On se souvient que, comme de nombreuses autres salles dans le monde, le Metropoitan Opera de New-York avait clot ses portes plus tôt que prévu, le 12 mars dernier, après avoir été contraint « d'annuler ses répétitions et représentations du fait de la pandémie mondiale de la Covid-19 ». Le Met espérait alors pouvoir reprendre ses activités au 31 décembre 2020. Manifestement, il n'en sera rien : l'institution new-yorkaise annonce l'annulation de la totalité de sa saison 2020-21. Un choc dans l'univers lyrique, au regard du poids de la maison new-yorkaise, et qui fait craindre que d'autres institutions culturelles soient contraintes de suivre le même exemple – pour mémoire, voici quelques semaines, le docteur Anthony Fauci (membre de la cellule de crise de l'administration Trump sur le coronavirus) avait évoqué une fermeture des salles de spectacles « jusqu’à fin 2021 voire au-delà », avant de se raviser suite à l’incrédulité des principaux acteurs du monde du spectacle outre-Atlantique. La réalité sanitaire pourrait finalement lui donner raison.
Car les motivations d'une telle annulation sont évidemment sanitaires et liées à la pandémie de la Covid-19 toujours en cours. Après avoir consulté les autorités de santé publique, le Met a décidé qu'il n'était pas sûr de reprendre ses activités tant qu'un vaccin contre le coronavirus n'aura pas été largement administré au sein de la population. Selon l'institution, il faudrait patienter environ cinq à six mois après la mise à disposition d'un vaccin. Et Andrew Cuomo, gouverneur de l'Etat de New York, n'a toujours pas autorisé la reprise des spectacles en intérieur, y compris en jauge réduite.

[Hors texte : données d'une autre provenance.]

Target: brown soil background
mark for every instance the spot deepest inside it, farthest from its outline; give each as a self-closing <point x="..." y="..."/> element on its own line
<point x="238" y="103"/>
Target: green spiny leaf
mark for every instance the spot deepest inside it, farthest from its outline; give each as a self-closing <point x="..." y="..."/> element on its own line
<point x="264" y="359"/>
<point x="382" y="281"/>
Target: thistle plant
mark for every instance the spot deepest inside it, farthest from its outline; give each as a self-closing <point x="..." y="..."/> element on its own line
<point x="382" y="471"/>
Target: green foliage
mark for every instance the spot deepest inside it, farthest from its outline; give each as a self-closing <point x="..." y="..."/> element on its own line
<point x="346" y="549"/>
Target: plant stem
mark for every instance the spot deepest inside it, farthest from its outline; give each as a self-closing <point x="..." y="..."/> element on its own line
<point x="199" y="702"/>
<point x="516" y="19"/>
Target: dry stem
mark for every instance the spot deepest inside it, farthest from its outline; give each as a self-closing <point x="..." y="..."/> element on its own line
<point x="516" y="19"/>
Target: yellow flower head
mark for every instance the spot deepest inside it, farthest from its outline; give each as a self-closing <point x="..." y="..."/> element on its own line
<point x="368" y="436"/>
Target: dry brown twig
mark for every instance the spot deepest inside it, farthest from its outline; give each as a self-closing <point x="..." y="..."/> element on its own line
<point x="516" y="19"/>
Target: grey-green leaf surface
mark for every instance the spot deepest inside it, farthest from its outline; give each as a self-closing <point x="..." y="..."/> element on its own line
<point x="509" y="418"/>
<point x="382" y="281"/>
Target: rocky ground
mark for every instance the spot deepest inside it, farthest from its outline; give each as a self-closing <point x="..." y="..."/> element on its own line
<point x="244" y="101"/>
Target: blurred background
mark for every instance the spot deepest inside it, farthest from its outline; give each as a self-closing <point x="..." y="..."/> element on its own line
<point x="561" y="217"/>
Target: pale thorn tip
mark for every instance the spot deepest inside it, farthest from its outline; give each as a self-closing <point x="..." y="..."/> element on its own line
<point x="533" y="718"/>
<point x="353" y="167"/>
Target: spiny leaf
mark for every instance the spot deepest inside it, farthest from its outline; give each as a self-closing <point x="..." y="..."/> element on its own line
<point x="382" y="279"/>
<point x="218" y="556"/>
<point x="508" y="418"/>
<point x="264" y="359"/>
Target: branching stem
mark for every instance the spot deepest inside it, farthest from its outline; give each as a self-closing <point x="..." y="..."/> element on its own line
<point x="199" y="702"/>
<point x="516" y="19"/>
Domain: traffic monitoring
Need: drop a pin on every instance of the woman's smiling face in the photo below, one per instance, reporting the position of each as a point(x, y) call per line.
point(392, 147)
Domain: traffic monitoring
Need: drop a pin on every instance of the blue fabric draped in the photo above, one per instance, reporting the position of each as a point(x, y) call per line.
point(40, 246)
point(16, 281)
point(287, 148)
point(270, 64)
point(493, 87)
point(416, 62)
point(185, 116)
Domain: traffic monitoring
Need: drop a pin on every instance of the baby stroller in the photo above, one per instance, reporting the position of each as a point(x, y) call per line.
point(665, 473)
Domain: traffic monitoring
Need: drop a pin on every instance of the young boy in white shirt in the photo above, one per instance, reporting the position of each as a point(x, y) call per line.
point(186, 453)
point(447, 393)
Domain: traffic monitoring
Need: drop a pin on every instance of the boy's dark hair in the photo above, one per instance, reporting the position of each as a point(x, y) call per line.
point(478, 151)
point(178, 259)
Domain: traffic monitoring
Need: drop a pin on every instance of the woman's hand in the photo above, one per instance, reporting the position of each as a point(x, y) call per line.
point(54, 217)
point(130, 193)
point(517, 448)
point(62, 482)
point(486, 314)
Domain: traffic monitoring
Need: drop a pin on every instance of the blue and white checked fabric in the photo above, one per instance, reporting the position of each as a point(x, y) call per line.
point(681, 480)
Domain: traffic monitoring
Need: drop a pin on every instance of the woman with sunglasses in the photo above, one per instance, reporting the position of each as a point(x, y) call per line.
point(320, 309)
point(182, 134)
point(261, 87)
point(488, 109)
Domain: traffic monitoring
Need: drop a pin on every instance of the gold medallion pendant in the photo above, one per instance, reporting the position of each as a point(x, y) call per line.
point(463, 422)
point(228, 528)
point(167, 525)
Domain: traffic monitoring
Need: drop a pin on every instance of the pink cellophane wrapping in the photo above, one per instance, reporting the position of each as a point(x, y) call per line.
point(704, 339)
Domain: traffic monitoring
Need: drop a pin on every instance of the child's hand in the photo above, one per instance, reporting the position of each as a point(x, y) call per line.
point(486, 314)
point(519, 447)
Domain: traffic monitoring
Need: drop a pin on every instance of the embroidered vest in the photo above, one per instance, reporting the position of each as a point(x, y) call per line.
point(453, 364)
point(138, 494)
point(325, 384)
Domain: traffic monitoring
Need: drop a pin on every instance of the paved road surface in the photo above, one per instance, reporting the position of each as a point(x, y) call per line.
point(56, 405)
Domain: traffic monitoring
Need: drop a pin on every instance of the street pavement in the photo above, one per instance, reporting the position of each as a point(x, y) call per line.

Au-delà de l'aspect sanitaire, la décision aura aussi des conséquences financières lourdes, puisque les pertes du Met depuis sa fermeture en mars dernier s'élèveraient à 154 millions de dollars. Selon le directeur général du Met Peter Gelb, il s'agit là de « la période la plus difficile » qu'ait connu l'Opéra au cours de ses 137 années d'existence, fragilisant l'institution que certains voyaient jusqu'alors inébranlable.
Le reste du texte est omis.